Tethys Petroleum: Possible Acquisition of Control
Grand Cayman, Cayman Islands--(Newsfile Corp. - December 20, 2018) - Tethys Petroleum Limited (TSXV: TPL.H) ("Tethys" or the "Company") today announces that Tethys' board has received a verbal expression of interest for a possible acquisition of a significant number of Tethys' ordinary shares from representatives of existing shareholders Jaka Partners FZC and Gemini IT Consultants DMCC ("the New Investors"). The structure of the transaction is being discussed though the New Investors or their affiliates would acquire up to 70% of Tethys' issued and outstanding ordinary shares not yet owned at a price of US$0.06 in cash payable on closing and up to 30% of issued and outstanding ordinary shares not yet owned would be exchanged for preference shares of Tethys which shares would be automatically redeemed at a price of US$0.18 after three years. Tethys has received shareholder approval to effect a 10:1 share consolidation and the aforementioned references to per share pricing are based on pricing pre-consolidation and will be adjusted to give effect to the consolidation.

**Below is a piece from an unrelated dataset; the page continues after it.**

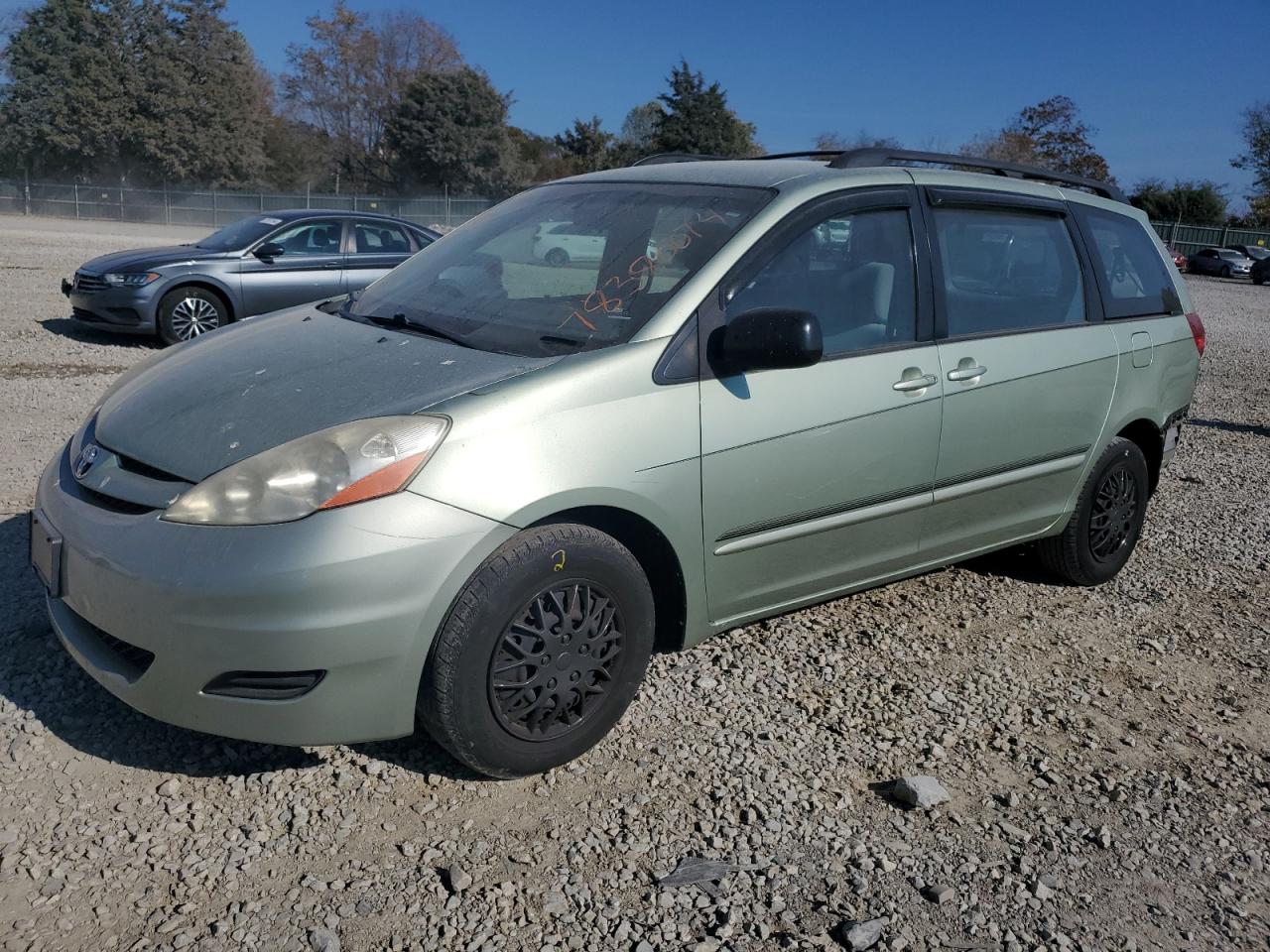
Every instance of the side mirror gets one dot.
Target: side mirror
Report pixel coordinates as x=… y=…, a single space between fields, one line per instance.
x=766 y=339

Negotiations are progressing but no definitive agreement has yet been reached. While both the New Investors and the board are working toward a mutually satisfactory agreement, there can be no assurances that a definitive agreement will be reached or that the transaction will go ahead, or if a transaction proceeds, when it will proceed or the exact terms on which it will proceed. Nevertheless, the board wanted to make shareholders aware of this development so they can exercise caution when trading in Tethys shares.

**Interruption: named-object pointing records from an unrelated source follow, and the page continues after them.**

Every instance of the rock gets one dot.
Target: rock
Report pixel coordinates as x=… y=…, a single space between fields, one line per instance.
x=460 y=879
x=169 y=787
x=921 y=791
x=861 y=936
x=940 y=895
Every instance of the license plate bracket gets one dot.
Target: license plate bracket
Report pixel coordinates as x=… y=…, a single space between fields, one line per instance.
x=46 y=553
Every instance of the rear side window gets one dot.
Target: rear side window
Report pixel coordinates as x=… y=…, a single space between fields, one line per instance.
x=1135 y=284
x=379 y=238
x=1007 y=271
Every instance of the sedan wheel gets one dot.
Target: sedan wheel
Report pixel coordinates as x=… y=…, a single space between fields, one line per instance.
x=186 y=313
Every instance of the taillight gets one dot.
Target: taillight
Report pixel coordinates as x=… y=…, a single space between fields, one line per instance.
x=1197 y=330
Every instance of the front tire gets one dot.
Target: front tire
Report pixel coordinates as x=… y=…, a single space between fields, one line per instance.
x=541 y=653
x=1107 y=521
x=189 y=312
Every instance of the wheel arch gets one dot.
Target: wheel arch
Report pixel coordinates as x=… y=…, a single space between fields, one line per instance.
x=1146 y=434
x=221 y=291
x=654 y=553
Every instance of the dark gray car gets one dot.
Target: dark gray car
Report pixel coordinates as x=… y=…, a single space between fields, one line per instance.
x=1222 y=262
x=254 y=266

Tethys is focused on oil and gas exploration and production activities in Central Asia and the Caspian Region. This highly prolific oil and gas area is rapidly developing and Tethys believes that significant potential exists in both exploration and in discovered deposits.
Some of the statements in this document are forward-looking. Such statements are not promises or guarantees, and are subject to risks and uncertainties that could cause actual outcomes to differ materially from those suggested by any such statements. No part of this announcement constitutes, or shall be taken to constitute, an invitation or inducement to invest in the Company or any other entity, and shareholders of the Company are cautioned not to place undue reliance on the forward-looking statements. Save as required by applicable law, the Company does not undertake to update or change any forward-looking statements to reflect events occurring after the date of this announcement.